The priest smiled in relief and stepped aside for us as we got out of the pew. He gestured to one of the gold doors far off to the side and I followed him. With how shiny the door was, I figured I was suppose to assume there’d be equal treasures on the otherside, so I decided to be contrary in my tired state and expect white bricks and a naked stone floor.
But, of course, there had to be gold gilded mirrors facing each other from opposing walls and a freaking crystal chandelier from the ceiling. The walls in here glittered like they did outside too. At the center was a cushioned stump of sorts for someone to sit on, maybe an alter? If alters were meant to be sat on. There were chairs around the room too.
The priest gestured to the fuzzy stump and I obediently sat on it. I caught sight of an infinity of me’s in the reflection of the two mirrors, going on forever till they curved out of sight.
Curious, how that was. That because it went on forever it started to curve.
“Have you ever had a blessing before?” asked the priest.
“Well, I’ll need your name and I’ll be putting my hands on your shoulders. I’m sorry for how random this is, I just…well, it would be hard to explain the sensation. I promise I have no ulterior motive for this.”
“I believe you,” I said. “I’ll just take it as one of your priestly duties, randomly tossing out blessings.” Like T-shirts at a pep rally.
“Blessings are a rare thing, Lilly,” said Gus, who had been keeping his eyes to the floor, though it didn’t hide his curious grin. “They’re usually given to those who have received callings of the priesthood or when those with the authority are moved to give said blessings.”
So he got the feeling Nehcor was telling him to give me a blessing, which he was. Cool. I wanted my present now so I could go to sleep.

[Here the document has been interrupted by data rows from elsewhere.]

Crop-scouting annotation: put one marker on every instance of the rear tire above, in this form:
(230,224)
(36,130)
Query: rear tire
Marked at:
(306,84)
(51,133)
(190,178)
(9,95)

The priest cleared his throat. “May I have your name, sister?”
“Is that your full name?”
I hesitated. For some reason, I thought of my name when I’d been married, and that irritated me. Of course I was going to give my REAL name.
“Lillian Maybeth Strobelt.” My maiden name.
If he thought my name weird, he didn’t say anything. Only set his warm hands upon my shoulders and murmured for me to close my eyes and bow my head.
“Lillian Maybeth Strobelt, by the name of Nehcor, god and king above, I give you this blessing. May you be guided in wisdom in your life and the necessary tools for your goals be found. Also…” he hesitated. “I bless you that your magical capacity may be increased.” This seemed to confuse the priest for a moment, for I could hear the smacking of his mouth opening and closing several times before he ended with, “I seal this blessing upon you and make an end.”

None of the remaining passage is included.